Arapçası mecaz olan kavramın sözcük olarak etimolojisi eski yunancaya dayanıyor. Peki ya Uzak Asya'dan dört nala gelip
Akdeniz'e bir kısrak başı gibi uzanan
bu coğrafyaya gelen bizlerin mecaz mucazla hiç işi olmamış mı da konuyla alakadar bir sözcüğümüz yok. Hadi diyelim biz at üstünde avare avare dolaşıp ellerin memleketini soyup soğana çevirerek günü kurtarma telaşıyla sanatla haşır neşir olamadığımızdan bir kedimiz bile olmamış. Ya bin yıllardır orada çakılı kalan çinliler, hintliler gibi halklarında konuyla ilgiieri hiç olmamış. Oysa ki pek sever dilbilimciler dillerini sanksritçe ile ilişkilendirmeyi.
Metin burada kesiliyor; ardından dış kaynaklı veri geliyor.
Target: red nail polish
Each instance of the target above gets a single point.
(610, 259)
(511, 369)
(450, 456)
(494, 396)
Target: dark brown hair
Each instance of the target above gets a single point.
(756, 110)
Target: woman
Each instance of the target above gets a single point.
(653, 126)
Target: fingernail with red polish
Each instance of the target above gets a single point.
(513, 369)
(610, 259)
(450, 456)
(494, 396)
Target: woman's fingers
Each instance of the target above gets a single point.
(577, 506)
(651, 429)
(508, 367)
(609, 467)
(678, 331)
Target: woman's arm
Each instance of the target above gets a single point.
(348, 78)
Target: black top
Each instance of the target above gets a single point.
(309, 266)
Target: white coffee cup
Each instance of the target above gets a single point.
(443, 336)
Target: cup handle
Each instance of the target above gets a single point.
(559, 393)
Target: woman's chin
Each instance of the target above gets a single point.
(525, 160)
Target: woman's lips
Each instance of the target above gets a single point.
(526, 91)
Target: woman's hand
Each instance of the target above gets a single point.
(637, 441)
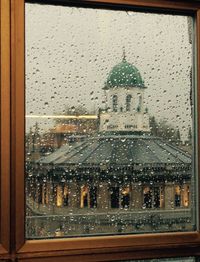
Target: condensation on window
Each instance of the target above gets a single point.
(109, 122)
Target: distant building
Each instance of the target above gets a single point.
(119, 180)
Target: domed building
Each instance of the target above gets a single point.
(122, 180)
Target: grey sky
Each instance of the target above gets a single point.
(70, 51)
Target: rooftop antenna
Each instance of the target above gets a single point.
(124, 55)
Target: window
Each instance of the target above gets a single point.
(133, 187)
(115, 103)
(128, 103)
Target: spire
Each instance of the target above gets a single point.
(124, 55)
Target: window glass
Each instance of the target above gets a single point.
(109, 122)
(181, 259)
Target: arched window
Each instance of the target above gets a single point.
(84, 197)
(114, 194)
(125, 197)
(115, 103)
(128, 103)
(139, 102)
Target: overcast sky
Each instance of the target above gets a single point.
(70, 52)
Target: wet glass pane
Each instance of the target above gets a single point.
(109, 122)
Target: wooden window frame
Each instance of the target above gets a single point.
(12, 231)
(5, 129)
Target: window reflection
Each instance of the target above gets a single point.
(108, 145)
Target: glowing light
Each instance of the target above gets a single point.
(63, 116)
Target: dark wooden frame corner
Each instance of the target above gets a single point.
(109, 248)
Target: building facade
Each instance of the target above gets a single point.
(120, 180)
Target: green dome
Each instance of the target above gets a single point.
(124, 74)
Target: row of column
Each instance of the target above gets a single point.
(104, 196)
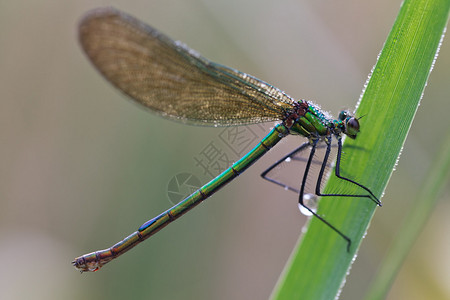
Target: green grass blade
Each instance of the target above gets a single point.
(320, 262)
(436, 179)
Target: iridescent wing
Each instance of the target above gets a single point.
(173, 80)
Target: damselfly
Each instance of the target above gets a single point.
(176, 82)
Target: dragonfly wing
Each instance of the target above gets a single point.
(175, 81)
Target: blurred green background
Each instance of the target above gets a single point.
(81, 168)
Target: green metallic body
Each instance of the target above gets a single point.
(174, 81)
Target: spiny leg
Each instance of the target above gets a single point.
(280, 161)
(302, 190)
(371, 196)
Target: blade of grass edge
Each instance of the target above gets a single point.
(319, 264)
(436, 180)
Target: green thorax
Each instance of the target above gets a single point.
(311, 121)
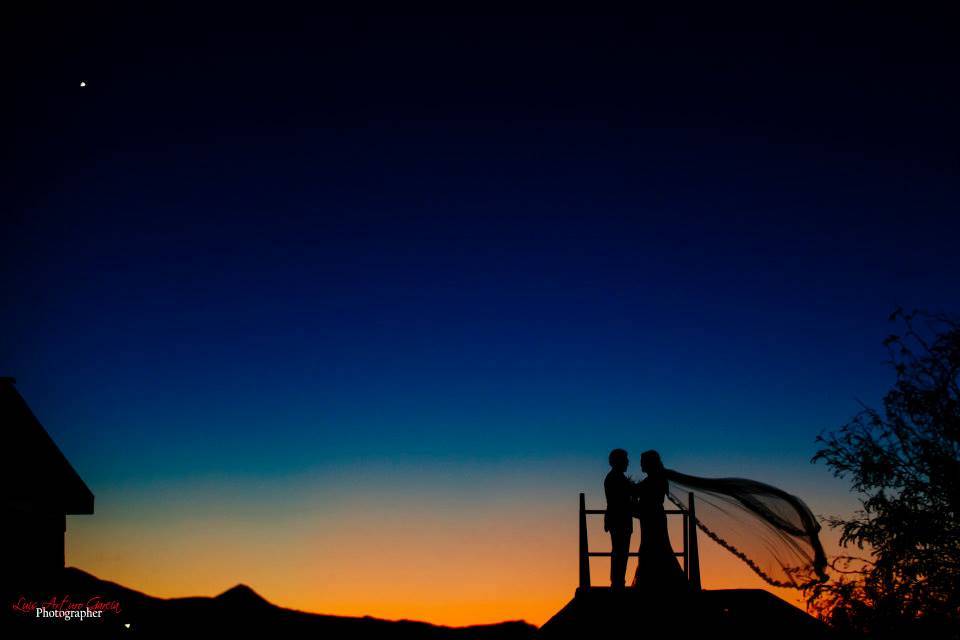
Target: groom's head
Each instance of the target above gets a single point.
(618, 459)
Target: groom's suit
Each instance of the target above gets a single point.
(618, 521)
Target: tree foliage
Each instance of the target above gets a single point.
(903, 575)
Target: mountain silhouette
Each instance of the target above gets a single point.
(238, 610)
(243, 596)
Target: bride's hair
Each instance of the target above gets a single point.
(651, 461)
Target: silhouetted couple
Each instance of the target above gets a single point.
(657, 566)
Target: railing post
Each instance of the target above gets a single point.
(584, 550)
(693, 554)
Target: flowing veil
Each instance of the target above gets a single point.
(773, 532)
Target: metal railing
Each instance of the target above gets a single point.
(690, 553)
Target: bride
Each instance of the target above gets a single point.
(657, 566)
(771, 531)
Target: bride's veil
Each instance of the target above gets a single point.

Hint avrupa bir tarafa, ural altay bir yana ve arada kaynayan aramca, sümerce, arapça, ibranice gibi onlarca dil. oh ne ala mualla.
Neyse uzatmayayım, hiç mi hç sevmediğim, sevemediğim sözcüklerden biri. Ne ki bunun gibi sözcükleri gördüğümde duyduğumda hissizleşirken hassaslaşıyorum da.
Mecaz anlamına geldiğini söylemiş miydim.